The physical examination must be completed by devices and not only the genital area since many systemic diseases such as diabetes or hypertension (HTA) can be the cause of the sexual problem.

  • Constants: temperature, blood pressure, heart rate, respiratory rate.
  • Skin: coloration, lesions, alterations of pigmentation or hydration.
  • Neurological: reflexes, strength, sensitivity.
  • Cardiovascular: cardiac auscultation, peripheral pulses, signs of chronic venous insufficiency.
  • Endocrine: palpate thyroid, observe striae, distribution of adipose panniculus.
  • Genitals: discard malformations, observe secondary sexual characteristics. The examination of the male genitalia includes the inspection, palpation, and transillumination of any mass that may be found. We must insist on size, shape, temperature, sensitivity, mobility, consistency, texture and secretions. As for the genital examination in women, the vulva, the lips, and the urethra should be checked, as well as the vagina and cervix should be inspected with a speculum and discarded exudate through the cervical and vaginal orifice.

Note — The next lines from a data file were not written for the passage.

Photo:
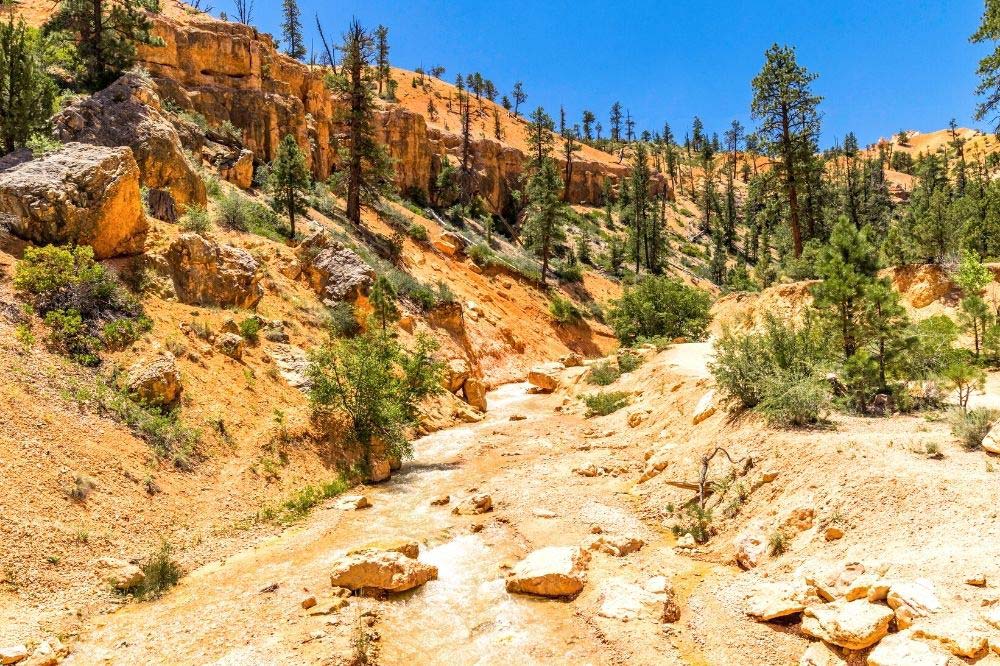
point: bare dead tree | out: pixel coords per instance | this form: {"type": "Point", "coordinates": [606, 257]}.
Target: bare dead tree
{"type": "Point", "coordinates": [244, 11]}
{"type": "Point", "coordinates": [329, 52]}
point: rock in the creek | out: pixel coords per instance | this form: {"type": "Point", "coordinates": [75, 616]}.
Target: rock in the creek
{"type": "Point", "coordinates": [351, 503]}
{"type": "Point", "coordinates": [546, 376]}
{"type": "Point", "coordinates": [750, 547]}
{"type": "Point", "coordinates": [771, 601]}
{"type": "Point", "coordinates": [120, 574]}
{"type": "Point", "coordinates": [456, 374]}
{"type": "Point", "coordinates": [79, 194]}
{"type": "Point", "coordinates": [475, 393]}
{"type": "Point", "coordinates": [615, 545]}
{"type": "Point", "coordinates": [384, 570]}
{"type": "Point", "coordinates": [13, 654]}
{"type": "Point", "coordinates": [157, 381]}
{"type": "Point", "coordinates": [854, 625]}
{"type": "Point", "coordinates": [821, 654]}
{"type": "Point", "coordinates": [550, 572]}
{"type": "Point", "coordinates": [705, 408]}
{"type": "Point", "coordinates": [902, 650]}
{"type": "Point", "coordinates": [621, 600]}
{"type": "Point", "coordinates": [474, 505]}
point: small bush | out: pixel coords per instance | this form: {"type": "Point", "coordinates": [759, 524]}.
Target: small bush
{"type": "Point", "coordinates": [660, 306]}
{"type": "Point", "coordinates": [84, 305]}
{"type": "Point", "coordinates": [161, 573]}
{"type": "Point", "coordinates": [628, 362]}
{"type": "Point", "coordinates": [564, 311]}
{"type": "Point", "coordinates": [602, 404]}
{"type": "Point", "coordinates": [250, 329]}
{"type": "Point", "coordinates": [603, 374]}
{"type": "Point", "coordinates": [971, 427]}
{"type": "Point", "coordinates": [195, 219]}
{"type": "Point", "coordinates": [418, 232]}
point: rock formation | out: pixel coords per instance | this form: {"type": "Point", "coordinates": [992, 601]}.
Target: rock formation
{"type": "Point", "coordinates": [80, 194]}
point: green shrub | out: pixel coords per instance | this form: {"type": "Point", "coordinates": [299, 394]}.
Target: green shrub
{"type": "Point", "coordinates": [250, 329]}
{"type": "Point", "coordinates": [84, 305]}
{"type": "Point", "coordinates": [160, 573]}
{"type": "Point", "coordinates": [418, 232]}
{"type": "Point", "coordinates": [604, 403]}
{"type": "Point", "coordinates": [377, 384]}
{"type": "Point", "coordinates": [603, 374]}
{"type": "Point", "coordinates": [660, 306]}
{"type": "Point", "coordinates": [570, 272]}
{"type": "Point", "coordinates": [628, 362]}
{"type": "Point", "coordinates": [238, 212]}
{"type": "Point", "coordinates": [195, 219]}
{"type": "Point", "coordinates": [564, 311]}
{"type": "Point", "coordinates": [971, 427]}
{"type": "Point", "coordinates": [795, 401]}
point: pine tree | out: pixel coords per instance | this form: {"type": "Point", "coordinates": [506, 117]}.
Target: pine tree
{"type": "Point", "coordinates": [368, 173]}
{"type": "Point", "coordinates": [520, 97]}
{"type": "Point", "coordinates": [291, 28]}
{"type": "Point", "coordinates": [540, 131]}
{"type": "Point", "coordinates": [26, 91]}
{"type": "Point", "coordinates": [546, 214]}
{"type": "Point", "coordinates": [382, 56]}
{"type": "Point", "coordinates": [105, 33]}
{"type": "Point", "coordinates": [847, 267]}
{"type": "Point", "coordinates": [989, 67]}
{"type": "Point", "coordinates": [289, 180]}
{"type": "Point", "coordinates": [616, 122]}
{"type": "Point", "coordinates": [787, 109]}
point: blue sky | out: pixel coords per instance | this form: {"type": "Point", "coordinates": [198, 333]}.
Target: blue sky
{"type": "Point", "coordinates": [883, 65]}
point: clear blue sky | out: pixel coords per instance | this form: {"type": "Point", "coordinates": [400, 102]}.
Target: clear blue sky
{"type": "Point", "coordinates": [883, 65]}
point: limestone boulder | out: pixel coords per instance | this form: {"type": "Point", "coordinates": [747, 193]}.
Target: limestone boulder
{"type": "Point", "coordinates": [550, 572]}
{"type": "Point", "coordinates": [207, 273]}
{"type": "Point", "coordinates": [381, 570]}
{"type": "Point", "coordinates": [475, 393]}
{"type": "Point", "coordinates": [231, 345]}
{"type": "Point", "coordinates": [750, 547]}
{"type": "Point", "coordinates": [821, 654]}
{"type": "Point", "coordinates": [333, 271]}
{"type": "Point", "coordinates": [79, 194]}
{"type": "Point", "coordinates": [903, 650]}
{"type": "Point", "coordinates": [854, 625]}
{"type": "Point", "coordinates": [129, 113]}
{"type": "Point", "coordinates": [546, 376]}
{"type": "Point", "coordinates": [474, 505]}
{"type": "Point", "coordinates": [771, 601]}
{"type": "Point", "coordinates": [155, 382]}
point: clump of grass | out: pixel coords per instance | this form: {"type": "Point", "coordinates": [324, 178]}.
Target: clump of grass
{"type": "Point", "coordinates": [160, 572]}
{"type": "Point", "coordinates": [604, 403]}
{"type": "Point", "coordinates": [971, 427]}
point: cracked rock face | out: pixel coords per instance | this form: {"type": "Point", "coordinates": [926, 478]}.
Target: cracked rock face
{"type": "Point", "coordinates": [79, 194]}
{"type": "Point", "coordinates": [207, 273]}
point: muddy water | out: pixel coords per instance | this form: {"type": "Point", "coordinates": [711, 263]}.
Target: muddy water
{"type": "Point", "coordinates": [466, 616]}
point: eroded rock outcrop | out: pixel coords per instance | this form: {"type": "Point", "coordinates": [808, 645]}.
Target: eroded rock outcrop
{"type": "Point", "coordinates": [129, 113]}
{"type": "Point", "coordinates": [207, 273]}
{"type": "Point", "coordinates": [80, 194]}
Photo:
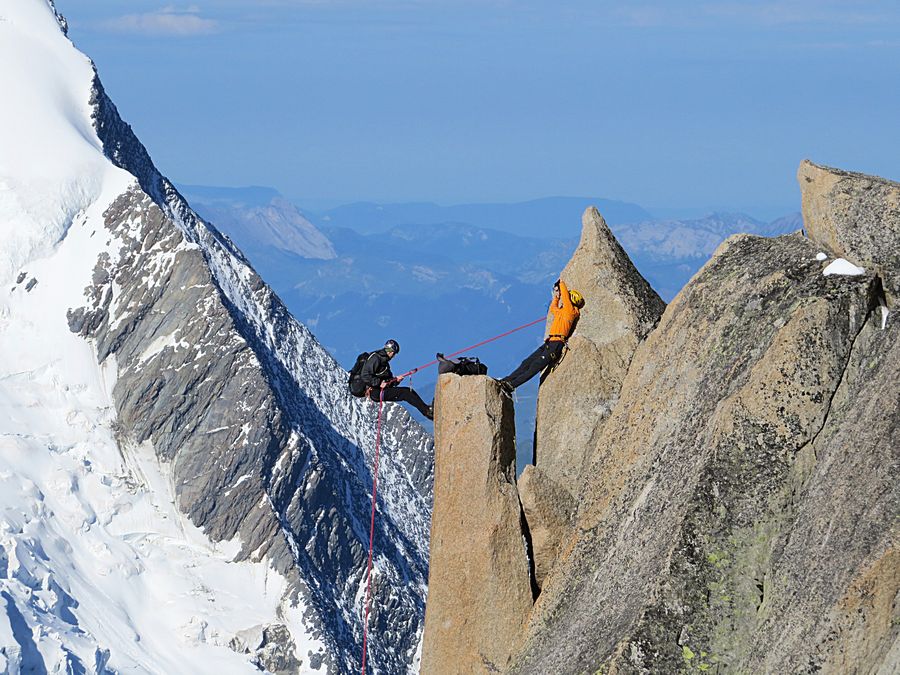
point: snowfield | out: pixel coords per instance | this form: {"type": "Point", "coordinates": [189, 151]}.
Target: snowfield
{"type": "Point", "coordinates": [98, 570]}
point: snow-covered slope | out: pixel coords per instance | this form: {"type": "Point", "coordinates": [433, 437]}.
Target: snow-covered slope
{"type": "Point", "coordinates": [183, 478]}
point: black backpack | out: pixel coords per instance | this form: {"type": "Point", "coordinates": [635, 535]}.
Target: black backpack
{"type": "Point", "coordinates": [464, 365]}
{"type": "Point", "coordinates": [357, 388]}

Likewise, the presence of adenopathies must be assessed and the device scan must be completed.

Sexual dysfunction due to sexual impulse disorder

It is estimated that the prevalence of inhibited sexual impulse or desire is 20% and is more frequent in women than in men. To make this diagnosis it is necessary that the loss of sexual desire is the main problem (for at least 6 months) and not secondary to other sexual disorders, such as failure in erection or dispareuria. The absence of sexual desire does not exclude pleasure or excitement but makes it less likely that the individual will begin any sexual activity in this regard. The excessive labor dedication and the attempt of sexual practice at night, when the stress of the whole day has been endured, or after small discussions do not facilitate the appearance of an adequate sexual desire.

Sometimes, learning problems due to a very restrictive education are manifested as phobia to sex, irrational fear of nudity and physical approach with the consequent avoidance behaviors. In this case, the disorder according to sexologist in Jaipur is called sex aversion disorder, which must be differentiated from hypoactive sexual desire.